Entanglement of mechanical oscillators coupled to a non-equilibrium environment

TL;DR

This paper investigates how non-equilibrium environments influence entanglement in coupled mechanical oscillators, revealing an optimal dissipation level for maximum entanglement using a comprehensive quantum Langevin framework.

Contribution

It introduces a general exact quantum Langevin equation approach applicable to arbitrary bath spectra, demonstrating the limitations of the Lindblad method in non-equilibrium settings.

Findings

Maximum entanglement occurs at an optimal dissipation strength.

Lindblad approach fails to accurately predict entanglement in non-equilibrium environments.

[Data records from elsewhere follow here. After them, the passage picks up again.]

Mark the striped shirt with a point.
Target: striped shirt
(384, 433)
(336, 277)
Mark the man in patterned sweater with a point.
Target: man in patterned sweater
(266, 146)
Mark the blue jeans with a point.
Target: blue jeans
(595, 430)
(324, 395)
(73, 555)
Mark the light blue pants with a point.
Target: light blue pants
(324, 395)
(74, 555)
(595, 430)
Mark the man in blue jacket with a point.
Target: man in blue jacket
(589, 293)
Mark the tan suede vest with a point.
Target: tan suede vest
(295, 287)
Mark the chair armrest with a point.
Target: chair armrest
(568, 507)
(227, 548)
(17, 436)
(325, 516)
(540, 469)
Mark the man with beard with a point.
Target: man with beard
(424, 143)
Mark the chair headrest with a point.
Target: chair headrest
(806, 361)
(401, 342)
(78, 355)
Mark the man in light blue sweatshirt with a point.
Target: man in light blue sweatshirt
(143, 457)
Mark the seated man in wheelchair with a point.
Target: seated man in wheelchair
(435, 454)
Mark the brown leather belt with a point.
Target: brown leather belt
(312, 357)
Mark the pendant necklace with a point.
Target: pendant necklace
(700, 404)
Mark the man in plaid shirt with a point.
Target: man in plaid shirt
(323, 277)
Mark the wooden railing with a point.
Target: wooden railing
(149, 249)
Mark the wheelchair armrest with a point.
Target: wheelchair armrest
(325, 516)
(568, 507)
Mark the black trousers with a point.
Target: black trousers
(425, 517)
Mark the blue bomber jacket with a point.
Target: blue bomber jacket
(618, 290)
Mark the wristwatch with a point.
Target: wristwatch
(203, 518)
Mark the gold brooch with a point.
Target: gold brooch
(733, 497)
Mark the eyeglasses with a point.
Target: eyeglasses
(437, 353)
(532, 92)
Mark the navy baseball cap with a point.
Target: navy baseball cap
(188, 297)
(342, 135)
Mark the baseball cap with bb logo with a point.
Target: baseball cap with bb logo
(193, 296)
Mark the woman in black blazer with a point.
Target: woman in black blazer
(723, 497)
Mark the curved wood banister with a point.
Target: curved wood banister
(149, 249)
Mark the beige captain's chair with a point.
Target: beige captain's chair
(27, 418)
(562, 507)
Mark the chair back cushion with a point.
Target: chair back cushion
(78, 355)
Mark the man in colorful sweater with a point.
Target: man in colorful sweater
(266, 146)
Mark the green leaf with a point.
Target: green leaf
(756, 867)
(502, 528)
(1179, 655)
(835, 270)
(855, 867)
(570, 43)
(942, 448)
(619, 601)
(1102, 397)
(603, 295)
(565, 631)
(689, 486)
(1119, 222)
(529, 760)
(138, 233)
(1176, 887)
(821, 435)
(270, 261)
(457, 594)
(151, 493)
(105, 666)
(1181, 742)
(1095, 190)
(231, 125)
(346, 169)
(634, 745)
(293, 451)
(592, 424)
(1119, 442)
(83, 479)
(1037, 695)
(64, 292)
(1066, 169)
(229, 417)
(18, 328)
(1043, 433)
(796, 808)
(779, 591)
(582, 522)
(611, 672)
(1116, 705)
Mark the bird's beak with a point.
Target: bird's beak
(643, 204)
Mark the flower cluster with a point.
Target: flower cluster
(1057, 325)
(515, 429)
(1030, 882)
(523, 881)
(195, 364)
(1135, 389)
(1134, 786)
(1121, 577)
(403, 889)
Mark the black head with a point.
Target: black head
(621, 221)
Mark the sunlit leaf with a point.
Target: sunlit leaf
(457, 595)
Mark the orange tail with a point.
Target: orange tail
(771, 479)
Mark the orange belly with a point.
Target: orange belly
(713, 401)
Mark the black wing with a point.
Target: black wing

The framework applies to arbitrary bath spectra, both in and out of equilibrium.

Abstract

Recent experiments aim at cooling nanomechanical resonators to the ground state by coupling them to non-equilibrium environments in order to observe quantum effects such as entanglement. This raises the general question of how such environments affect entanglement. Here we show that there is an optimal dissipation strength for which the entanglement between two coupled oscillators is maximized. Our results are established with the help of a general framework of exact quantum Langevin equations valid for arbitrary bath spectra, in and out of equilibrium. We point out why the commonly employed Lindblad approach fails to give even a qualitatively correct picture.